A look behind the lens with the king of kink’s queen, better known as Alice Springs
Taken from the December issue of Dazed & Confused:
She’s not really looking mysterious, she’s just blinking,” June Newton says as she and her celebrated photographer husband, Helmut, inspect a blown-up image of one of his sultry nudes. “No!” Helmut cries. “You are belittling me again! It is my direction that has made her mysterious and wonderful.” June replies: “I’m just a realist, that’s all.”
Colourful banter like this typifies her 1995 documentary Helmut by June, which shows a rare glimpse of the softer side of the man named “King of Kink” by Time magazine. But in shedding light on the Newtons’ world it also provides insight into another influential photographer: June herself. Under the pseudonym Alice Springs, after the central Australian town (she hails from Melbourne), she carved her own body of work and a niche as the yin to Helmut’s yang. In contrast to his boldly stylised conceptual images, June fostered a reputation for raw, honest portraits.
"Open your eyes! But put your head back! Throw your chest out – the more chest I get the better for everyone!"
This approach comes across in the filmic portrait of her husband, who died in 2004 (they were married for 56 years). It is June’s only film, created after the Sony Hi-8 she gave Helmut one Christmas got left unused. “After working with still cameras for so many years, the video camera was like a new toy.”
The documentary sees a tanned, 74-year-old Helmut directing Cindy Crawford and Helena Christensen by a pool in Saint-Tropez in 1992; Claudia Schiffer as a rich trophy wife in a luxurious hotel suite; Crawford caught in stilettos and bright headlights in Monte Carlo. His shoots were always glamorous and meticulously staged, and the film shows the pedantic posing that went into creating a Helmut Newton image. “Open your eyes! But put your head back! Throw your chest out – the more chest I get the better for everyone!”

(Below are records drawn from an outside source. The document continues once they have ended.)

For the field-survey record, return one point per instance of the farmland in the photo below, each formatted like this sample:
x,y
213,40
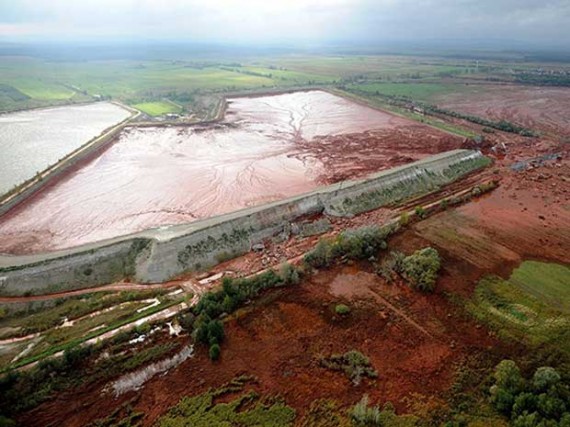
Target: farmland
x,y
402,313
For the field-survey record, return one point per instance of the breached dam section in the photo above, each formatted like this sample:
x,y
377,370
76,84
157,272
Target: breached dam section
x,y
33,140
161,254
266,149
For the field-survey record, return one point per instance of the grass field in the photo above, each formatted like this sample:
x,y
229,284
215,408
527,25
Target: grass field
x,y
530,307
421,91
158,108
134,82
548,282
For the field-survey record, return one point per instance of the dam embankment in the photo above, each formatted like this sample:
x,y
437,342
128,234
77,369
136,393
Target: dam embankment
x,y
163,253
30,149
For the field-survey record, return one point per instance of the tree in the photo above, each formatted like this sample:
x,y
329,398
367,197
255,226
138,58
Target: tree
x,y
544,378
421,269
215,331
214,352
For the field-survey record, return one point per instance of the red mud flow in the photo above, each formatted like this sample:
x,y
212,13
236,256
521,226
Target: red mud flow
x,y
268,148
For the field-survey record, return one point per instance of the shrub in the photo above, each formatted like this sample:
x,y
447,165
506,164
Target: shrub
x,y
420,212
360,243
289,274
214,352
543,401
353,363
404,219
321,255
544,378
362,414
392,264
342,309
421,269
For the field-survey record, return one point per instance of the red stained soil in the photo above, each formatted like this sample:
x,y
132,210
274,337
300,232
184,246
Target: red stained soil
x,y
415,342
269,148
542,108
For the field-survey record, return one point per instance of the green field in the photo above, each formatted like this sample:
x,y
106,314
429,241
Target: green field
x,y
27,82
530,307
548,282
158,108
420,91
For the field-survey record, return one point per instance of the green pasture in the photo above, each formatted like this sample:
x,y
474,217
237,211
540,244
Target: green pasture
x,y
532,306
418,91
158,108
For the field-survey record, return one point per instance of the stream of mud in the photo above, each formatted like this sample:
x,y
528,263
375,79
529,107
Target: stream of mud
x,y
268,148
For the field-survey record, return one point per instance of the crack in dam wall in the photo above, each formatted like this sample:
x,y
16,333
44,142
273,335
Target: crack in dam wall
x,y
161,254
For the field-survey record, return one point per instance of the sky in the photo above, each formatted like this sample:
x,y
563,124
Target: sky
x,y
544,22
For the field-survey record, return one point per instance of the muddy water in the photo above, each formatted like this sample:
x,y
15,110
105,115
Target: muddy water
x,y
156,176
30,141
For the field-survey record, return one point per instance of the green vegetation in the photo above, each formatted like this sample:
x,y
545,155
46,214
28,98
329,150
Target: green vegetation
x,y
354,364
416,109
342,309
423,91
420,212
543,400
360,243
527,309
158,108
24,390
207,328
548,282
68,343
419,269
364,415
248,409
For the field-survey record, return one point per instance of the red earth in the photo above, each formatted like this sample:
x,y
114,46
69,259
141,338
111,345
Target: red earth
x,y
268,148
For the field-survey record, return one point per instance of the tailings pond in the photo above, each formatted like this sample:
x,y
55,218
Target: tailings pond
x,y
31,141
266,149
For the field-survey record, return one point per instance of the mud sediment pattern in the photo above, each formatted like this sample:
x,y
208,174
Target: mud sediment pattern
x,y
267,149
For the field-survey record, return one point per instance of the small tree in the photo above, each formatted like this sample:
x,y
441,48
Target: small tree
x,y
214,352
289,274
421,269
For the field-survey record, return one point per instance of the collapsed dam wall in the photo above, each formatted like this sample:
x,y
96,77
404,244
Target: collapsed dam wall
x,y
161,254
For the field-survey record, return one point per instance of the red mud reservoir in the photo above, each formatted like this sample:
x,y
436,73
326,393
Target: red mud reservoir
x,y
266,149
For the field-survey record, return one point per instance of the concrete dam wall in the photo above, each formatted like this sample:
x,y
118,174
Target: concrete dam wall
x,y
161,254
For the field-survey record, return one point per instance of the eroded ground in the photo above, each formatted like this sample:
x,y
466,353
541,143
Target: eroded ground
x,y
542,108
269,148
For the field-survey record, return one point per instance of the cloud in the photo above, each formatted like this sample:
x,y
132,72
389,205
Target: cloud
x,y
288,20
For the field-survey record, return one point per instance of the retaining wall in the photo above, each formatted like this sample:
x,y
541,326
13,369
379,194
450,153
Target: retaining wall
x,y
160,254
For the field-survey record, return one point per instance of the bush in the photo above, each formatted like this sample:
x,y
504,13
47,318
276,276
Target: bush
x,y
362,414
214,352
421,269
543,401
360,243
353,363
392,264
321,255
420,212
342,309
289,274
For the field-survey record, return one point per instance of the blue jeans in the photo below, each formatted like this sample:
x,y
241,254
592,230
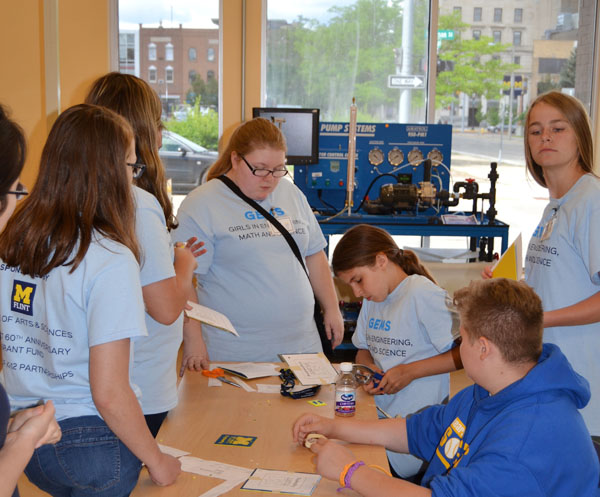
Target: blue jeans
x,y
89,460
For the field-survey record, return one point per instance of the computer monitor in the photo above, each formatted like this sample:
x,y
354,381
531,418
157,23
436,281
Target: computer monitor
x,y
300,127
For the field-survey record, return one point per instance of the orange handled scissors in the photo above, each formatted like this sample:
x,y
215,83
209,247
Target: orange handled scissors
x,y
219,374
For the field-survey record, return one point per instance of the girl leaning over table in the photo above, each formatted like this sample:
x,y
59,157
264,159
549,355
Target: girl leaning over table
x,y
71,295
404,329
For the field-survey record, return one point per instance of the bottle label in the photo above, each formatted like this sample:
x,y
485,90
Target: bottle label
x,y
345,402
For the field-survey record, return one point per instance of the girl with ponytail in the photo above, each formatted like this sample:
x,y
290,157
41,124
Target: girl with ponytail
x,y
404,329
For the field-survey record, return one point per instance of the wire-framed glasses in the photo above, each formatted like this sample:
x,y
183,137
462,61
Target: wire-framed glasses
x,y
262,173
20,191
138,169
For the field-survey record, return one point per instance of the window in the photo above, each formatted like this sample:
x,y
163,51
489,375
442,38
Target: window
x,y
518,15
517,38
151,51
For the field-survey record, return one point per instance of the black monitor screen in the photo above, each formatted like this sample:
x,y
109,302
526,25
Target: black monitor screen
x,y
300,128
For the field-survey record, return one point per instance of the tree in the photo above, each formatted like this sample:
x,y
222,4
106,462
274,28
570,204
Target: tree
x,y
477,70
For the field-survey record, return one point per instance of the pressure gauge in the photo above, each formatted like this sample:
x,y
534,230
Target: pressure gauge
x,y
375,156
415,156
435,156
395,156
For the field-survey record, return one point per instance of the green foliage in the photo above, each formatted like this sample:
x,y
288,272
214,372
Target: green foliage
x,y
567,74
202,127
476,69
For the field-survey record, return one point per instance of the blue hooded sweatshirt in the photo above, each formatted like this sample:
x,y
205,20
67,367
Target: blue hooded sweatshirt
x,y
528,440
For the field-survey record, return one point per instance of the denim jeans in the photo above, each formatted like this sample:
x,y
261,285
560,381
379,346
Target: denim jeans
x,y
89,460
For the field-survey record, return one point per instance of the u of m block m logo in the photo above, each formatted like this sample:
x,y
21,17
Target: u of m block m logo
x,y
22,297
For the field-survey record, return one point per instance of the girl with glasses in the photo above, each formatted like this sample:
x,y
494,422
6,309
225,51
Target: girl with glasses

June’s handheld footage, agonisingly pieced together by London-based director Oliver Potterton, demonstrates her connection with her subjects and ability to capture intimacy. Even Helmut is caught off-guard, coming across as warm and self-effacing in snippets of the couple resting at Chateau Marmont. June’s lens may be rose-tinted but the truth of her footage shines through in candid moments such as Helmut paying tribute to his instrument: “You close your eyes and you can’t remember anything. But a camera can open its eye for a 1,000th of a second and remember every detail. To me that’s magic.”